Technip will pay $8 cash for every outstanding share of Global, a 55% premium over the closing share price on Friday. The $1 billion price tag includes assumption of $136 million in debt.
“The acquisition of Global Industries reinforces Technip’s leadership in subsea, one of our three market segments alongside onshore and offshore,” said Thierry Pilenko, Chairman and Chief Executive Officer of Technip, in a statement.
The subsea market — which includes undersea pipelines and sea floor production and processing equipment — is likely to have a very strong year in 2011, Pilenko said.
“Our own backlog at end-June 2011 is above its previous peak. We see that our customers continue to firm up a substantial number of large offshore developments with Brazil, the Gulf of Mexico, West Africa and Asia Pacific leading the way to drive future growth,” he said.
Global is based in Carlyss, La. but has its international headquarters in Houston. It has 2,300 employees and operates 14 ships, ranging from subsea pipe laying vessels to heavy-lift vessels.
Technip has 23,000 employees and currently operates 20 ships involved in offshore construction. Before this deal Technip lacked vessels with “S-lay” capabilities for laying pipelines.
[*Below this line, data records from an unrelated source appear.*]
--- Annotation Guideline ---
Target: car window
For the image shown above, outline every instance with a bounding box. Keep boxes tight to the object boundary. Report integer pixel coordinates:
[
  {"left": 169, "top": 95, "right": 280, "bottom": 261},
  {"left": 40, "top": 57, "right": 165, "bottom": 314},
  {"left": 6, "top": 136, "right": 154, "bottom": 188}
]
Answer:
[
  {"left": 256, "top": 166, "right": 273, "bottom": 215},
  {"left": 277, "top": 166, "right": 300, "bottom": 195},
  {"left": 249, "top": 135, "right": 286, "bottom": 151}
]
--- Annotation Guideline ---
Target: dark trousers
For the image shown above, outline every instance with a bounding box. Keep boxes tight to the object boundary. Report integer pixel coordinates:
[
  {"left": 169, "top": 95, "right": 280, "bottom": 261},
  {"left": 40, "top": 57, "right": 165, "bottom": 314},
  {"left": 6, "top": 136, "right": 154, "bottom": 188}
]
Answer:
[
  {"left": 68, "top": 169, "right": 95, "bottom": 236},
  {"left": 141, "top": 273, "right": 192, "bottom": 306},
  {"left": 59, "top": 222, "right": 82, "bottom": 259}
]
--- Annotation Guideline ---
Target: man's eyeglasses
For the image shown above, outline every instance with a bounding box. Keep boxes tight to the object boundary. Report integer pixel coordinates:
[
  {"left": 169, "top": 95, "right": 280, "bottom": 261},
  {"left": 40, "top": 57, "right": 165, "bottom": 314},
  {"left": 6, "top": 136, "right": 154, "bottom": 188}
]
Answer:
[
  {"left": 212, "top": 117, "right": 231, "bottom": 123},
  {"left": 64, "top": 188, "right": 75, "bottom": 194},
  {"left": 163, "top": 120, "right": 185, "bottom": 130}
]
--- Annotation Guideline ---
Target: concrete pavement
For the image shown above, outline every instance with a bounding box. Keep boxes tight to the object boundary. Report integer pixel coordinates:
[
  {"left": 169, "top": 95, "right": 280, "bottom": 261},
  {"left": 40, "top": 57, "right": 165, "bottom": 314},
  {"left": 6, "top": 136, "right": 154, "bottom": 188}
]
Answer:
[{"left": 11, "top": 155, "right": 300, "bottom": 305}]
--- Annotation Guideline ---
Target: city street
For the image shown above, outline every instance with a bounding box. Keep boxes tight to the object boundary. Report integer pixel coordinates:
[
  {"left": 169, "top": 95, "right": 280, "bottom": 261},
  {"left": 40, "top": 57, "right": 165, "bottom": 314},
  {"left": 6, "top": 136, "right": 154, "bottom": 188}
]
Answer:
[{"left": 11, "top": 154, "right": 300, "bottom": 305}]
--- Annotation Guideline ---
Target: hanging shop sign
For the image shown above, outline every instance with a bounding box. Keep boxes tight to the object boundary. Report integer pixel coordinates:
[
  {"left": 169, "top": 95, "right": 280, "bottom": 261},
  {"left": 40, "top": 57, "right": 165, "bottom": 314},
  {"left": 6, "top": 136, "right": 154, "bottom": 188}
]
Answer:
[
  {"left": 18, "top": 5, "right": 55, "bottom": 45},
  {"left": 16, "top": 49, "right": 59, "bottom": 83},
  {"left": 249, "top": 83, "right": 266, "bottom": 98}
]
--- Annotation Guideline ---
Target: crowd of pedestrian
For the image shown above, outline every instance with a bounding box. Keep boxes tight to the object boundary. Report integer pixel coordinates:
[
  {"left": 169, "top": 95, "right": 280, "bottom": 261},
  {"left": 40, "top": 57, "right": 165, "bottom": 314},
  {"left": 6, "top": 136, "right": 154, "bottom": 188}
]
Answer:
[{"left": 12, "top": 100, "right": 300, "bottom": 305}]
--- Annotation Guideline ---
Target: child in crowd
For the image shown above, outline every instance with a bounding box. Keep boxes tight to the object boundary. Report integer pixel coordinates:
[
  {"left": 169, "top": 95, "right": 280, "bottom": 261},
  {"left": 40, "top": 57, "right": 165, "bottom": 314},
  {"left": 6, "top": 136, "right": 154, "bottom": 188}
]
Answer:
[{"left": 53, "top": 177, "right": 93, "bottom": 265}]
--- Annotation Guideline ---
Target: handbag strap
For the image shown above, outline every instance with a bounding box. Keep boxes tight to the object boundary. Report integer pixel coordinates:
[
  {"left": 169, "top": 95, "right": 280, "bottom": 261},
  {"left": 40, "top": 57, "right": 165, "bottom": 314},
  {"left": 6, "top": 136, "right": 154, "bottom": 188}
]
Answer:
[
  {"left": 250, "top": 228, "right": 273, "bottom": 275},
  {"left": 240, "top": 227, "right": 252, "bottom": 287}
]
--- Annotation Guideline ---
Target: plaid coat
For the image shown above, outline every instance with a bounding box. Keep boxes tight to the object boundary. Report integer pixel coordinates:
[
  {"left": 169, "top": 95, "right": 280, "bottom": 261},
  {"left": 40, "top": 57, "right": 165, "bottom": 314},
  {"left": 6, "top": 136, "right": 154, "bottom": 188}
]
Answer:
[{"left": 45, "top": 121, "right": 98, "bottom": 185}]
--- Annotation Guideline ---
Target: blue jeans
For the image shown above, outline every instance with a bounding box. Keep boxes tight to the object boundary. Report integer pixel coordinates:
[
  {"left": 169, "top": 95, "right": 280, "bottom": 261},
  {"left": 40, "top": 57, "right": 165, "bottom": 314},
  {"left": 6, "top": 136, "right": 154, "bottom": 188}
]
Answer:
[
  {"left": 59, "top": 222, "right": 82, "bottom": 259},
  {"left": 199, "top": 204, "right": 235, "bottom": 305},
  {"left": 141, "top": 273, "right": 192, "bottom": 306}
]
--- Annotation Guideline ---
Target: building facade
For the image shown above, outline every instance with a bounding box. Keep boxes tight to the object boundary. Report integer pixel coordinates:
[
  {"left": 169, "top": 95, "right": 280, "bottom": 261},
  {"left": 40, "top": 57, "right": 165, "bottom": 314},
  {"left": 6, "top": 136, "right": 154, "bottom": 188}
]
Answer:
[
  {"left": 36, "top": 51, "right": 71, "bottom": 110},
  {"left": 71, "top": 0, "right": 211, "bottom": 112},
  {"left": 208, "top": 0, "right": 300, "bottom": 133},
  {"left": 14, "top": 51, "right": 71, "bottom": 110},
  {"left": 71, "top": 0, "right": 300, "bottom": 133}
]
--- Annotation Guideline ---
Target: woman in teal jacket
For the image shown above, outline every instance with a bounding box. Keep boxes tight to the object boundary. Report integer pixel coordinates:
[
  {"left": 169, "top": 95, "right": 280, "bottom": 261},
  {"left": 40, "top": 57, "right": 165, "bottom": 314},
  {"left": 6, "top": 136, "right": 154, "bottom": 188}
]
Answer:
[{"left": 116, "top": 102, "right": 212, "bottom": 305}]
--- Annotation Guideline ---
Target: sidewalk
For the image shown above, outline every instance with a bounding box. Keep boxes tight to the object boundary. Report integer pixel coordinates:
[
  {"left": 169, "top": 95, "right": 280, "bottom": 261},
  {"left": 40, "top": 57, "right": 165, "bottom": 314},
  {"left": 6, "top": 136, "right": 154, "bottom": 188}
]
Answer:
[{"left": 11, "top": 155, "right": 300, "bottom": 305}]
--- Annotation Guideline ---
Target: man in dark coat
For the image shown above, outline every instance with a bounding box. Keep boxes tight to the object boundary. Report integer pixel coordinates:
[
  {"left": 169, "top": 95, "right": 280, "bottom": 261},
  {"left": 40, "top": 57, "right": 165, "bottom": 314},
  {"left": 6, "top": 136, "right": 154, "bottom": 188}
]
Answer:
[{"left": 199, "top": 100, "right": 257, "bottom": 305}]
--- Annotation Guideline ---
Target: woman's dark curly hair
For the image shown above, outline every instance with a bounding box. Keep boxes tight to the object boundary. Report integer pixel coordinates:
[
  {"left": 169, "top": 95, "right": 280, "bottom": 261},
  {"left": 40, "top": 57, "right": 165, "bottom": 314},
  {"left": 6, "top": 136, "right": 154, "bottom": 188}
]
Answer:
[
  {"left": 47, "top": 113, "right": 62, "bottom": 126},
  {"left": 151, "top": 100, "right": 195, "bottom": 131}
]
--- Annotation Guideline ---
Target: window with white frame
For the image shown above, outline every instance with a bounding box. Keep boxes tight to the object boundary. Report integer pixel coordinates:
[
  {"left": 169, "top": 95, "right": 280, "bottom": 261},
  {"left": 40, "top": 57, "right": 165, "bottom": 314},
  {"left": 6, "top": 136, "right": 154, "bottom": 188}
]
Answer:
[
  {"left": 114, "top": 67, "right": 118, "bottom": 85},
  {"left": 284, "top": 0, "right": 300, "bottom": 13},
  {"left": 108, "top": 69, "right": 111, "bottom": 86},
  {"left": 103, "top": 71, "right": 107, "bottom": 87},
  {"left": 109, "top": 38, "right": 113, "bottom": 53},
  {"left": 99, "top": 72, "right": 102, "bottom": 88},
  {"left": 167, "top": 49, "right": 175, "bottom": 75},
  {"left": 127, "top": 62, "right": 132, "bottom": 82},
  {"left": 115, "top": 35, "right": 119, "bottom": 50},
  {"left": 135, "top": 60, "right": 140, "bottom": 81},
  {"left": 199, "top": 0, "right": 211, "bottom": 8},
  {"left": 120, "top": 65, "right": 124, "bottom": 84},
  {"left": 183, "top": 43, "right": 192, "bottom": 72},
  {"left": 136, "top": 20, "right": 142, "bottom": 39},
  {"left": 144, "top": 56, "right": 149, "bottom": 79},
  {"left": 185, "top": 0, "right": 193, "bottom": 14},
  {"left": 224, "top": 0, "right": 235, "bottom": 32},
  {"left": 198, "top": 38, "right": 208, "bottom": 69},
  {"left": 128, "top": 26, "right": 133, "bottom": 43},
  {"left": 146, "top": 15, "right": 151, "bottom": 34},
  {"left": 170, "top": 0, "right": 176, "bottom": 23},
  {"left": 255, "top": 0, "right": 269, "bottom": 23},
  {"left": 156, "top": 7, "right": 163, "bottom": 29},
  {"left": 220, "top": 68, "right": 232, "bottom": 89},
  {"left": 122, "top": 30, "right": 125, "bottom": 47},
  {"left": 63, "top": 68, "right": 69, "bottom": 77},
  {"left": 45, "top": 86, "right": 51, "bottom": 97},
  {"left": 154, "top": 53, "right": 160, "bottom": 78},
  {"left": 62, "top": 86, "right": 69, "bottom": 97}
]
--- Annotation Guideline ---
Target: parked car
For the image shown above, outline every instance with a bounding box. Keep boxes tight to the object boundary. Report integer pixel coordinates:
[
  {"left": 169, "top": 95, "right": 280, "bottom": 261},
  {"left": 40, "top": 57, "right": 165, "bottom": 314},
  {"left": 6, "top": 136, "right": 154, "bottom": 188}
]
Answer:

That process involves using vessels with large underwater tressels that help guide a continuously welded string of pipe to the sea floor.
Global has two new s-lay vessels, the Global 1200 and Global 1201, which can lay 60-inch diameter, concrete-coated pipelines in nearly 10,000 feet of water.
There are roughly $30 million in “cost synergies” between the two companies, meaning there is relatively little overlap in assets and large cuts in personnel are unlikely.
The deal is expected to close in 2012.